There were many ways to imagine this house in Sabadell, but we conceived it around a central oasis inspired by the courtyards of Cordoba and ancient cloisters. An architecture defined by light that seeks calm and privacy.
A family we know well asked us to design their home in Sabadell with very clear priorities: they want well-being and tranquility, without ostentation. We decided to propose a two-story program and organize life around a central bioclimatic courtyard. A generous void where a tree visually connects all the rooms.
On the ground floor is the day area: parking, a study for remote work, the living room, the dining room, the kitchen, and a bathroom. On the first floor is the night area: the children's bedrooms, with their bathroom, open to the street and the interior courtyard through a games-study room. The couple's bedroom, with a dressing room and suite-type bathroom, overlooks the interior courtyard, the terrace, and the garden.
But how can a house make the most of a wide and generous plot? This project is not explained by any restriction, but by a shared idea of what it means to live well.
An interior courtyard is what gives the house extra value. The luxury here is nothing more than having more facades, more windows, more ventilation, and more light. There is even a tree, a Liquidambar styraciflua, whose branches and leaves can be seen from any point inside.
The construction is made with load-bearing masonry walls and CLT and CLT-MIX slabs (large-format cross-laminated wood panels). We could talk again about the hygrothermal qualities of wood, its low carbon footprint, the inertia provided by the polished concrete floor, or the fact that the house's energy demand is below the Passivhaus standard. All of that is there, but it is not what we are interested in explaining. If you want to delve deeper into these topics, you can read our blog or other published projects.
This time, we prefer to talk about the virtues of having a courtyard inside the house. A courtyard with an awning that regulates sun exposure and allows for a microclimate of maximum comfort in both winter and summer, like a Cordoban patio. Notice that each area has windows to the exterior and, at the same time, windows to this interior bioclimatic courtyard. Standard-sized windows that, together, become a gesture in memory of the cloisters of immemorial buildings.
We prefer to talk about a master bedroom with an unconventional bathroom and dressing room with access to the terrace and views of the garden and the courtyard. Waking up every morning in this space is a good way to start the day well.
We prefer to explain that the children's bedrooms are connected to each other and open to a common space that is now a play area and will later be their study. When the children are older, the rooms can be separated, but they will maintain the shared study with access to the courtyard, and the peace transmitted by the tree will help them concentrate.

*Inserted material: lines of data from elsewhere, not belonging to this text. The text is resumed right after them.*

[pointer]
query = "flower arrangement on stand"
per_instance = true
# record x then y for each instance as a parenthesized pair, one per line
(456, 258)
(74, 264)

We prefer you to notice that the house's vestibule is located between the staircase and the courtyard and that, symbolically, it incorporates a bench to take off your shoes and go barefoot.
We prefer you to look at the custom-made sofa with leftover pieces from the wood panels and how it adapts to the courtyard windows, generating storage corners for books and a place to charge the mobile phone.
We prefer you to see the porcelain luminaires that come from Sweden (Ifö elèctric), elegant, timeless, and almost unnoticeable.
We prefer to enjoy the pool and a garden where Lippia nodiflora has been planted, replacing the green plastic deserts of other developments.
We could talk about more hidden tricks in every decision and every detail we have designed. They are not magic tricks, but a desire to do things well. But, for now, we will not explain everything; we will do it later.